A 1Password Connect server provides access to all of the entries in a single 1Password vault. In the initial Phalanx 1Password integration design, we used a single 1Password vault for all Phalanx environments. This had the advantage of storing each secret only once, even if it was used by multiple environments, although the mechanism used to do that is somewhat complicated. The drawback of this approach is access control: one Phalanx environment, including command-line invocations for that environment, should not have access to secrets for other environments for both safety and security reasons.

In this design, each Phalanx environment that uses 1Password will have its own vault. That vault will contain only the static secrets for that environment plus the Vault read token for the Vault path for that environment. All programmatic interactions with that 1Password Connect server will be done using the onepasswordconnectsdk module.

Each Phalanx environment 1Password vault will have a corresponding 1Password Connect server with access only to that vault. These 1Password Connect servers will run on different URLs on the Roundtable Phalanx deployment. (This creates a bootstrapping problem for the Roundtable environment itself, but this problem already exists since this cluster is also where the SQuaRE Vault server runs. This cluster will have to be manually bootstrapped, outside of the abilities of the Phalanx installer. The exact details of that bootstrap are outside the scope of this tech note.)

For each 1Password Connect server, we will generate an authentication token that provides read access to its corresponding vault. That token will be stored in the regular SQuaRE 1Password vault, outside of the Phalanx environment vaults, where it will only be manually accessible to SQuaRE staff. When bootstrapping or synchronizing a cluster, the SQuaRE staff member performing that work will retrieve that token and provide it to the relevant Phalanx command line invocations.

Object naming

Since all entries in a given 1Password vault are for a single Phalanx environment, and that vault is not shared with humans storing general secrets, we can use a much simpler naming convention for secrets.

The Vault read token is stored in an entry named vault-read-token.

The pull secret for the environment is stored in an entry named pull-secret.

All other static secrets are stored in entries named for the application. All entries should be of type Server with all of the pre-defined sections deleted. Each key and value pair within that entry will correspond to one secret for the application, with the key matching the key of that secret. Fields will be marked as passwords when appropriate for their 1Password UI semantics, but Phalanx will read the secret value without regard for the type of field.

Static secrets from a file

Phalanx has a large number of applications and a large number of static secrets, so the interactive prompting approach of the initial design has become unwieldy. Therefore, in the case where 1Password is not in use, Phalanx will read static secrets from a YAML file instead of prompting for them.

Running phalanx secrets static-template environment will generate a template for this file for a given environment. The top level object will have one key for each application that needs static secrets. Below each application will be one key for each static secret required by that application. The values should be the values of the actual secrets (set to empty strings in the template).

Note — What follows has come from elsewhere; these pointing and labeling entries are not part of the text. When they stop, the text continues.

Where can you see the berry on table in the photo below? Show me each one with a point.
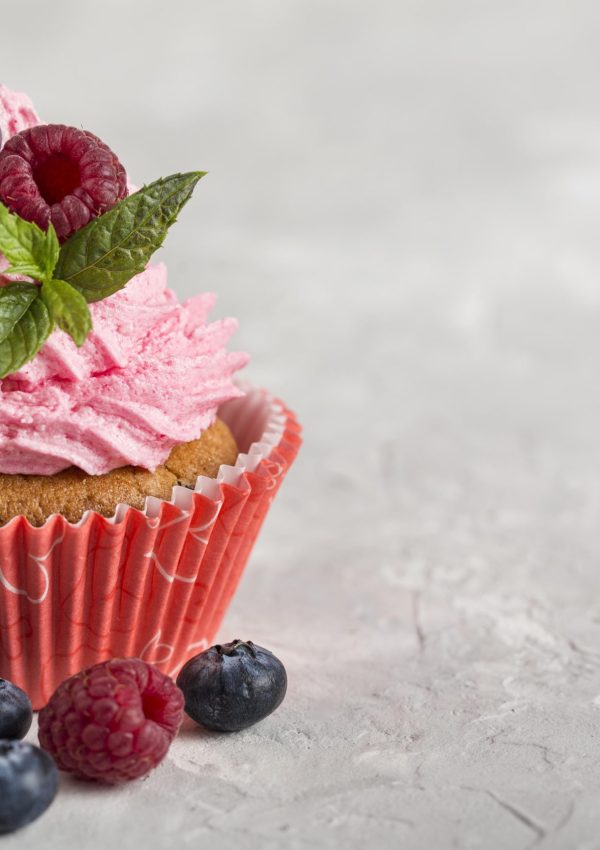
(59, 174)
(16, 712)
(28, 784)
(113, 721)
(232, 686)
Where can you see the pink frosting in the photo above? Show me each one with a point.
(151, 374)
(16, 113)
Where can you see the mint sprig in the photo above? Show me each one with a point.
(92, 264)
(68, 308)
(101, 257)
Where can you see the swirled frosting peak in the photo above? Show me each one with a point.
(151, 374)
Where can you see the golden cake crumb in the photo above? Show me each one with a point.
(73, 492)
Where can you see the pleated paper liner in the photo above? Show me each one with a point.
(154, 583)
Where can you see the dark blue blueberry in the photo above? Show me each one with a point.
(28, 784)
(16, 713)
(232, 686)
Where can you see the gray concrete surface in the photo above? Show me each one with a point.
(403, 209)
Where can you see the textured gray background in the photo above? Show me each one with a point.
(403, 211)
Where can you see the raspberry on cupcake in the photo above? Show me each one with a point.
(135, 472)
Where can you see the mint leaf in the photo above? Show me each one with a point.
(28, 249)
(15, 299)
(103, 256)
(68, 308)
(26, 338)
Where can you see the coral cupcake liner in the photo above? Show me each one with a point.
(152, 583)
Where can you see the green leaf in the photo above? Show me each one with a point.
(26, 338)
(104, 255)
(15, 299)
(68, 308)
(27, 248)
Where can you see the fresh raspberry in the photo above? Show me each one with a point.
(60, 174)
(113, 721)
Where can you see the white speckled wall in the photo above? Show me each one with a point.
(403, 210)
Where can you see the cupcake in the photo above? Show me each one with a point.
(136, 468)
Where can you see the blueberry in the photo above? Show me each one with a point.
(16, 713)
(232, 686)
(28, 784)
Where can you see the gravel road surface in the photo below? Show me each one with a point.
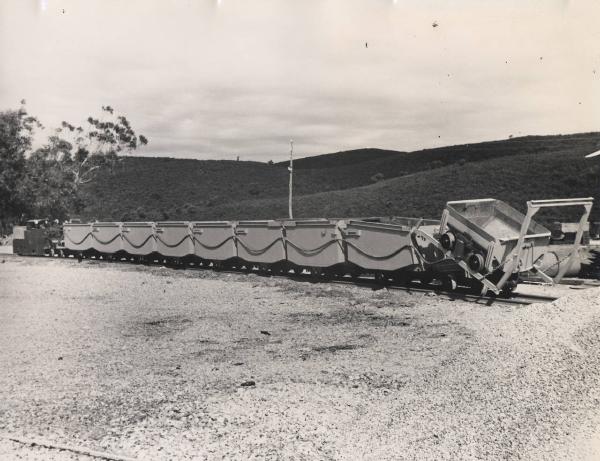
(154, 363)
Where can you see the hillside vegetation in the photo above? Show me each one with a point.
(367, 182)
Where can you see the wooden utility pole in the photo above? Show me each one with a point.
(291, 170)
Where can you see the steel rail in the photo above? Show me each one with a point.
(460, 294)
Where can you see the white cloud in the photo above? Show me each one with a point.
(245, 77)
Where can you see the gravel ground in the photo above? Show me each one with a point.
(151, 363)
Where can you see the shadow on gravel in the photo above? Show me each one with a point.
(336, 347)
(160, 327)
(349, 315)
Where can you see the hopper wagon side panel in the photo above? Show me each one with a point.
(174, 239)
(379, 246)
(107, 237)
(260, 241)
(78, 237)
(214, 240)
(315, 243)
(138, 238)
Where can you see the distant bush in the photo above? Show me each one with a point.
(254, 189)
(377, 177)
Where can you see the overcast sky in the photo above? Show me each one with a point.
(218, 79)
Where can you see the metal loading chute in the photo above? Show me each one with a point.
(493, 242)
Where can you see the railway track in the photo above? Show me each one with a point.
(459, 294)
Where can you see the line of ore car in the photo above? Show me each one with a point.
(483, 244)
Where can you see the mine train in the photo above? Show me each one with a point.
(481, 244)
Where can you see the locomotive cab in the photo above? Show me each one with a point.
(34, 238)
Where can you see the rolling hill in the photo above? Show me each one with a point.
(355, 183)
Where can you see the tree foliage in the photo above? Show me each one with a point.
(16, 130)
(46, 182)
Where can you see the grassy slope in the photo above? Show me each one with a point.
(161, 188)
(423, 194)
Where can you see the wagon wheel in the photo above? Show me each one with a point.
(449, 283)
(381, 277)
(316, 271)
(355, 274)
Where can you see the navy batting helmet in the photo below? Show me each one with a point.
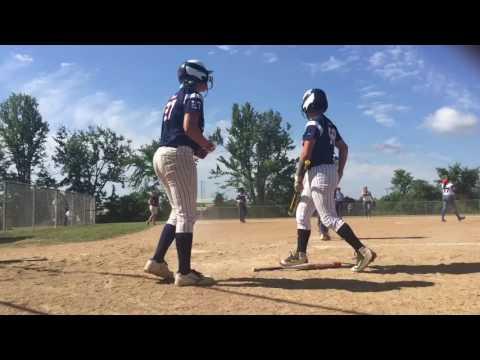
(314, 100)
(192, 72)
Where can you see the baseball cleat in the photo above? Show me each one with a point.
(158, 269)
(325, 237)
(365, 256)
(193, 278)
(295, 258)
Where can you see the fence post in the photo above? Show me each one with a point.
(56, 208)
(4, 206)
(33, 207)
(72, 213)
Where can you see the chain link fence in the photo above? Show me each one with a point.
(379, 208)
(24, 205)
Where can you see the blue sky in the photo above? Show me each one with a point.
(412, 107)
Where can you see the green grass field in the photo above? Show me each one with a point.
(48, 236)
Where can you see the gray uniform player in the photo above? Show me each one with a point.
(448, 199)
(318, 183)
(174, 163)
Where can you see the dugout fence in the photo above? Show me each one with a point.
(379, 208)
(24, 205)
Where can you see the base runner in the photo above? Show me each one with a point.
(318, 183)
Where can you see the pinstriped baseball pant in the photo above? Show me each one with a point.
(176, 169)
(318, 194)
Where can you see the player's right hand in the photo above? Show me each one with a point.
(298, 185)
(210, 146)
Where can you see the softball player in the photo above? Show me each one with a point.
(448, 197)
(182, 139)
(318, 183)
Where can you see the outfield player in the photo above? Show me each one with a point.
(367, 200)
(318, 183)
(182, 139)
(242, 204)
(448, 197)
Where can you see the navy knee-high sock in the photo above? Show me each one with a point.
(349, 236)
(184, 250)
(166, 238)
(302, 240)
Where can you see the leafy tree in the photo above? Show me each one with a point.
(44, 179)
(23, 133)
(90, 159)
(258, 161)
(142, 162)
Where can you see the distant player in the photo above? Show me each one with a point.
(448, 197)
(339, 198)
(367, 200)
(182, 139)
(153, 204)
(318, 183)
(242, 204)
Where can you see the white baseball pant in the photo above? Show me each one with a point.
(177, 170)
(318, 194)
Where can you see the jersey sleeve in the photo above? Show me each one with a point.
(338, 137)
(312, 130)
(193, 103)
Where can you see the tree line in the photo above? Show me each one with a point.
(257, 145)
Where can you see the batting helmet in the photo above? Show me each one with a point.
(192, 72)
(314, 100)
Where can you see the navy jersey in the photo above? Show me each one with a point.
(242, 199)
(326, 134)
(184, 101)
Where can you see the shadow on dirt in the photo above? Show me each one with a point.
(395, 238)
(22, 308)
(13, 239)
(454, 269)
(322, 284)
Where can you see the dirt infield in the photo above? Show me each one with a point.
(423, 267)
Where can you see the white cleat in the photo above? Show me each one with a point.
(193, 278)
(365, 256)
(158, 269)
(295, 258)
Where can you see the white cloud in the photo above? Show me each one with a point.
(270, 57)
(396, 62)
(332, 64)
(372, 94)
(377, 59)
(24, 58)
(66, 97)
(228, 48)
(440, 84)
(383, 113)
(447, 120)
(391, 145)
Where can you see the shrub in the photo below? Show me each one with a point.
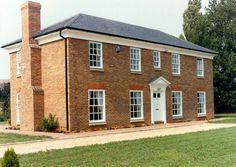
(49, 124)
(10, 159)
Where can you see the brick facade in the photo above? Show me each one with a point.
(42, 83)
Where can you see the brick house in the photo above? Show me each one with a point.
(93, 72)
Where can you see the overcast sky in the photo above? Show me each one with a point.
(164, 15)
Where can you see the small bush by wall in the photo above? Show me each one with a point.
(10, 159)
(49, 124)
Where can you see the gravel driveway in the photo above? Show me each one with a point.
(61, 141)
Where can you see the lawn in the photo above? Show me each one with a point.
(224, 118)
(12, 138)
(210, 149)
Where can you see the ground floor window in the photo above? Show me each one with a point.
(201, 103)
(136, 104)
(96, 105)
(177, 103)
(18, 108)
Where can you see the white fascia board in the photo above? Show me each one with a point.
(67, 33)
(13, 48)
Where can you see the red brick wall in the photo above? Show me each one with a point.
(118, 80)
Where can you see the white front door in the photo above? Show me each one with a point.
(18, 109)
(158, 113)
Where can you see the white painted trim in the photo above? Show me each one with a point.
(179, 64)
(181, 105)
(18, 109)
(13, 48)
(204, 95)
(142, 112)
(140, 61)
(120, 41)
(95, 67)
(203, 70)
(159, 85)
(104, 107)
(159, 59)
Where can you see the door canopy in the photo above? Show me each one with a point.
(159, 83)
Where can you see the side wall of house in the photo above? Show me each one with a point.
(53, 80)
(15, 84)
(116, 79)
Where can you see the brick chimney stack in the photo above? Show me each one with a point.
(30, 13)
(32, 95)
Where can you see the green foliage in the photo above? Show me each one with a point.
(49, 124)
(216, 30)
(181, 36)
(5, 98)
(10, 159)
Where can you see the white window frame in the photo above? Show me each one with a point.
(18, 63)
(200, 72)
(204, 104)
(104, 106)
(18, 108)
(181, 104)
(141, 117)
(100, 55)
(157, 59)
(175, 56)
(131, 58)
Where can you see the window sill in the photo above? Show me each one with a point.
(136, 120)
(136, 72)
(200, 77)
(97, 123)
(157, 68)
(176, 75)
(201, 115)
(97, 69)
(177, 117)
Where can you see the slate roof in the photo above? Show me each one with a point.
(94, 24)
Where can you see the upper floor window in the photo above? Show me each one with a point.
(18, 63)
(200, 67)
(175, 60)
(95, 55)
(157, 59)
(135, 59)
(201, 103)
(96, 105)
(136, 104)
(177, 103)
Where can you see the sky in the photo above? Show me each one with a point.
(164, 15)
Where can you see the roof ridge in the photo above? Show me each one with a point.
(72, 20)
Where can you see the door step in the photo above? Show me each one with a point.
(159, 122)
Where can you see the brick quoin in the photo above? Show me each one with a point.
(42, 83)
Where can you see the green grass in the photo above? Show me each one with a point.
(227, 118)
(12, 138)
(3, 123)
(215, 148)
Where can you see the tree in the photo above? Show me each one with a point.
(216, 30)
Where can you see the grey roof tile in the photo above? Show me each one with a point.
(114, 28)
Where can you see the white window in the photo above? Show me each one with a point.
(201, 103)
(96, 105)
(177, 103)
(135, 59)
(200, 67)
(175, 60)
(136, 104)
(95, 55)
(17, 108)
(18, 63)
(157, 59)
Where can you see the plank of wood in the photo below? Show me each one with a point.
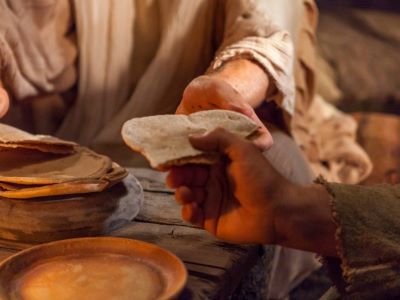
(160, 208)
(215, 268)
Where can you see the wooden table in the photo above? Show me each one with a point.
(215, 268)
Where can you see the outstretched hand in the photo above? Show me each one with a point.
(209, 92)
(238, 198)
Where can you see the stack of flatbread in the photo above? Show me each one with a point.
(38, 166)
(164, 140)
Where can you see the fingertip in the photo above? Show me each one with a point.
(4, 102)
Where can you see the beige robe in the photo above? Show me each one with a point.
(137, 56)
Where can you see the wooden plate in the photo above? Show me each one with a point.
(92, 268)
(32, 221)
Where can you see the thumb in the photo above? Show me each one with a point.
(222, 141)
(4, 102)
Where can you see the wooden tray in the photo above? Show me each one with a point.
(42, 220)
(92, 268)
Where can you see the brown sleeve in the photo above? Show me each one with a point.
(368, 241)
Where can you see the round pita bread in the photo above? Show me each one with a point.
(17, 191)
(15, 138)
(24, 166)
(163, 139)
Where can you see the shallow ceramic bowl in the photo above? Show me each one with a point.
(18, 271)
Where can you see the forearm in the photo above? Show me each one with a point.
(248, 78)
(305, 221)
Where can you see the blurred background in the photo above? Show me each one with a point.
(359, 70)
(359, 45)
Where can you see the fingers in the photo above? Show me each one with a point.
(189, 175)
(4, 102)
(185, 195)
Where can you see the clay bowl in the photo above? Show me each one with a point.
(39, 220)
(92, 268)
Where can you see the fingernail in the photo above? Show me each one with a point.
(197, 135)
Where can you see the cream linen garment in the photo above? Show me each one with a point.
(137, 56)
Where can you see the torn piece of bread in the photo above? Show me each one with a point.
(164, 141)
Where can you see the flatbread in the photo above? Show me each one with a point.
(163, 139)
(83, 186)
(16, 138)
(46, 148)
(24, 166)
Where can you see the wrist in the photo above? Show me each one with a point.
(246, 77)
(304, 220)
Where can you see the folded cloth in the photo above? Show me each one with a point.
(328, 139)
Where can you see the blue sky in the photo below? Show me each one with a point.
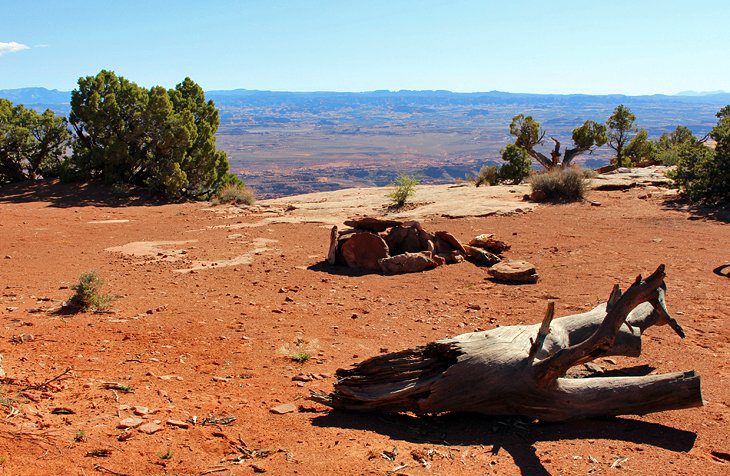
(631, 47)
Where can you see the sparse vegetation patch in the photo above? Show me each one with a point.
(405, 187)
(560, 185)
(88, 295)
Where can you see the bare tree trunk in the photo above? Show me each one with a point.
(520, 370)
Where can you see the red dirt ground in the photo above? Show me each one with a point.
(215, 342)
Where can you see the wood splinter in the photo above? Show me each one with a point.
(507, 371)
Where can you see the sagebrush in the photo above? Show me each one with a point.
(405, 187)
(88, 294)
(561, 185)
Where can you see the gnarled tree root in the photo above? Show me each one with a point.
(520, 370)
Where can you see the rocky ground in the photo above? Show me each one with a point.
(225, 319)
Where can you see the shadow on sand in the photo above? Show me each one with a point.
(503, 434)
(67, 195)
(698, 212)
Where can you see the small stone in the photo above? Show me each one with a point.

To provide static secrets to the phalanx secrets audit, phalanx secrets sync, and phalanx secrets regenerate commands, provide the --secrets flag with an argument pointing at the location of the fleshed-out YAML file with the static secret values.

Documentation

Similar to how documentation for the Helm chart values is automatically generated and included in the published Phalanx documentation, each application that uses secrets will also have an automatically-generated documentation page describing those secrets. The description for each secret, plus any interesting configuration settings, will be extracted from secrets.yaml or secrets-environment.yaml, and the secret description page will be created using a custom Sphinx plugin.

The automatically generated documentation for environments will be enhanced to add the Vault server and documentation of whether 1Password is in use as the authoritative static secret store.